Compared with the diets of rural populations, city dwellers consume a broader range of foods and have diets that include more calories from meat, poultry, milk and other dairy products.
This has proven to be the case in China, as per-capita consumption of all meat and dairy products has been on an upward trend. Dairy consumption, for example, has gone from 4.2 kg (9.26 pounds) per capita in 1990 to 28 kg (61.72 pounds) in 2012.
Increased demand in dairy products has led to national policy changes targeting increased productivity in China’s domestic dairy industry as well as imports of dairy products.
In an effort to switch the county’s dairy production away from small backyard operations to larger, more efficient commercial producers, the Chinese government has been offering subsidies to increase herd size and promote breeding of more productive cows.

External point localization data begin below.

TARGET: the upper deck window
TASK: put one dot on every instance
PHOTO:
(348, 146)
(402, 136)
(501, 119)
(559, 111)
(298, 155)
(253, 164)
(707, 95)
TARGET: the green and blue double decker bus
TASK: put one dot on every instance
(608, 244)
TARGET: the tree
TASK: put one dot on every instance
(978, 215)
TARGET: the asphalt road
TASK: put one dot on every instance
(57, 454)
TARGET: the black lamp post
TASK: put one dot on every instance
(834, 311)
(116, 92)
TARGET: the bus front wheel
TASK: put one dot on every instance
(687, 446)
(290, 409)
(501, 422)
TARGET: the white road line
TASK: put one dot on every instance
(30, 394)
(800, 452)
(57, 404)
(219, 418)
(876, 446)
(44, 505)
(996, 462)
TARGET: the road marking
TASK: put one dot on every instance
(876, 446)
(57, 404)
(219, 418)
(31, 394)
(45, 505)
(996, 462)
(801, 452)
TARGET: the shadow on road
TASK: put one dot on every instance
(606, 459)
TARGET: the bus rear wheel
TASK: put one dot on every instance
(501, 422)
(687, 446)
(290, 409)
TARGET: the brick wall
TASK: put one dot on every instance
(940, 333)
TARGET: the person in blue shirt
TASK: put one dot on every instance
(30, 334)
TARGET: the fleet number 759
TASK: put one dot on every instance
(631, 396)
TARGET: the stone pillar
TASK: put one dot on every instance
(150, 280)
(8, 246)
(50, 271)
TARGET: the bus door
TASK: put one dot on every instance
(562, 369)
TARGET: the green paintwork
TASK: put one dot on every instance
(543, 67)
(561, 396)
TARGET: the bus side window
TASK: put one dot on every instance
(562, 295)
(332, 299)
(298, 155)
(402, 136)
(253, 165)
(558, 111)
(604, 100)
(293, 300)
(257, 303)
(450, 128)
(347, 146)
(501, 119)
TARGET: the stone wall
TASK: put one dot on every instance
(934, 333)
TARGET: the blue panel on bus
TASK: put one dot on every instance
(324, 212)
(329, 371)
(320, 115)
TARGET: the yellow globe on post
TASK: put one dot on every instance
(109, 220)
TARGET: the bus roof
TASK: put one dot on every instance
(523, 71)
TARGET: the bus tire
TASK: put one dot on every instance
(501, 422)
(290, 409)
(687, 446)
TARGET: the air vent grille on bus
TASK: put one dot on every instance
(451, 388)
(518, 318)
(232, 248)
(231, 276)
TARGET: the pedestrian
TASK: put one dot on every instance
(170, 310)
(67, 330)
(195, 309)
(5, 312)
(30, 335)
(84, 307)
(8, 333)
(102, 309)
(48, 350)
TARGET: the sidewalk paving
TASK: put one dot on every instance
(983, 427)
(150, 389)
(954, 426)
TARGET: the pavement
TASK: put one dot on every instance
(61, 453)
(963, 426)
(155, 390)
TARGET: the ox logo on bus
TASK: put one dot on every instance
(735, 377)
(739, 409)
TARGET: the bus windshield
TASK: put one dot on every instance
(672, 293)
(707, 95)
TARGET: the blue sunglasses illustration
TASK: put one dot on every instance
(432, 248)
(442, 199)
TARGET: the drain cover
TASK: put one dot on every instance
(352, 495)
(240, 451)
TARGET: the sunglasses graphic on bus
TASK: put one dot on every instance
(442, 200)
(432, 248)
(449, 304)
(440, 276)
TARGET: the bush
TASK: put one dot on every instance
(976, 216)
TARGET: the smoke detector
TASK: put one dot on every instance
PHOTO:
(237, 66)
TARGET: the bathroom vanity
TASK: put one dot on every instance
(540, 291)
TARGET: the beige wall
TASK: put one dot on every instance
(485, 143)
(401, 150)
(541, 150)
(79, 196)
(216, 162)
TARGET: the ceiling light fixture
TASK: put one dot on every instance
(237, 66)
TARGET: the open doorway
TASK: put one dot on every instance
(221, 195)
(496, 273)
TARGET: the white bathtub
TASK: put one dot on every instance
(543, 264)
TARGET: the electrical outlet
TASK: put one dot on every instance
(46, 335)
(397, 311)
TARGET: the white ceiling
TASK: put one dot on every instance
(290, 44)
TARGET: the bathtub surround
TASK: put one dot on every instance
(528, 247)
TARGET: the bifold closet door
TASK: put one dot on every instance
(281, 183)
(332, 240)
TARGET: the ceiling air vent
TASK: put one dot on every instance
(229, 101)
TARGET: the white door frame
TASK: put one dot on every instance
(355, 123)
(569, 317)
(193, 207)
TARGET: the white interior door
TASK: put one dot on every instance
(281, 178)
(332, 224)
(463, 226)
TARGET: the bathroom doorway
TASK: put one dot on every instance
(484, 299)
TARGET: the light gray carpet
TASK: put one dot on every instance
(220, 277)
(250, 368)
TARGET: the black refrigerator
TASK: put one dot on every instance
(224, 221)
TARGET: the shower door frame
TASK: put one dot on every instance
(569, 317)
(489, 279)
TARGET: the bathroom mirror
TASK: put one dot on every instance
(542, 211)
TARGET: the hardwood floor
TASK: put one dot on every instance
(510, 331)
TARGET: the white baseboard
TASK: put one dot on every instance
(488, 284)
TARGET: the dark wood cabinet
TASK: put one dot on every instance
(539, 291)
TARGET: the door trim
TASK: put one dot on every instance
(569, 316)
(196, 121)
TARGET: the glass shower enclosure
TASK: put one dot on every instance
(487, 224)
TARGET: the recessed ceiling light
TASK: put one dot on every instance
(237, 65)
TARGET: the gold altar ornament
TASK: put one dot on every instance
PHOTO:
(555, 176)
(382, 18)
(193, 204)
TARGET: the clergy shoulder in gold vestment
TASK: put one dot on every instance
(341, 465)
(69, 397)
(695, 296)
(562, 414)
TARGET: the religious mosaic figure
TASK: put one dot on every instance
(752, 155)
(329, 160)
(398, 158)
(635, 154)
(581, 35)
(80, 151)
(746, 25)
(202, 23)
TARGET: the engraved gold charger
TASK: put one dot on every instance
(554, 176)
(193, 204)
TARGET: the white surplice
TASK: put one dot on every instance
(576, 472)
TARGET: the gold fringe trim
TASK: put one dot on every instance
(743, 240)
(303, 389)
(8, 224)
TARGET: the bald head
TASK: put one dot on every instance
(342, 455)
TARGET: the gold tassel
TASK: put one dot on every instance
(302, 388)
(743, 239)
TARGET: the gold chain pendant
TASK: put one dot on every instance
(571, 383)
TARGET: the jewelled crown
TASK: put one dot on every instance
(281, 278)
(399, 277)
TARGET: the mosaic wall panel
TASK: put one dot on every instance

Economic forces and policy led to an increase in the China dairy cow herd from 7.1 million head in 2000 to 8.4 million head in 2013. The USDA projects China’s dairy herd will increase by 500,000 cows in 2014.
China’s challenge with increasing domestic dairy production is its inability to feed the growing number of animals. China’s domestic hay industry is hampered by poor weather and growing conditions.
Although the Chinese government is embarking on a major program to improve domestic alfalfa production, most experts believe that domestic production will not satisfy domestic
Chinese demand for at least the next five to 15 years. In addition, most large dairy operations are located within urban settings in eastern China and are a long distance from the hay-growing regions of western China, making efficient transport of hay to the dairies challenging.
In recent years, the changes in China have been a boon for the bottom line of U.S. hay producers. U.S. hay exports to China, which were just over 2,000 tons in 2007, have grown to about 888,000 tons in 2013.
The USDA’s Foreign Agriculture Service (USDA-FAS) post in China states that U.S. hay accounted for about 94 percent of China’s 2013 hay imports. China’s strong demand for U.S. hay, which is recognized for its high quality, is expected to continue.
China’s expanding appetite for dairy products benefits U.S. hay producers via increased U.S. dairy product exports to China.
Demand for dairy products in China is expected to outdistance domestic supply for the foreseeable future, and local productions will shift to production of beverage products.
For example, Chinese dry milk powder imports, which averaged about 56,000 tons from 2005 through 2009, topped out at 200,000 tons in 2013, and the USDA-FAS expects this to increase another 11 percent in 2014.
The economic circumstances in the Arabian Peninsula and China will make the demand for U.S. forage products strong for the foreseeable future. The U.S. forage producers’ ability to satisfy export and domestic demand will depend on increased crop productivity per land unit, and especially per irrigation water unit. FG
William A. Matthews is a project scientist with University of California. Daniel H. Putnam is an extension specialist, alfalfa and forage crops, University of California. Daniel A. Sumner is director of University of California Agricultural Issues Center. Frank H. Buck Jr. is a professor with the Department of Agricultural and Resource Economics, University of California – Davis.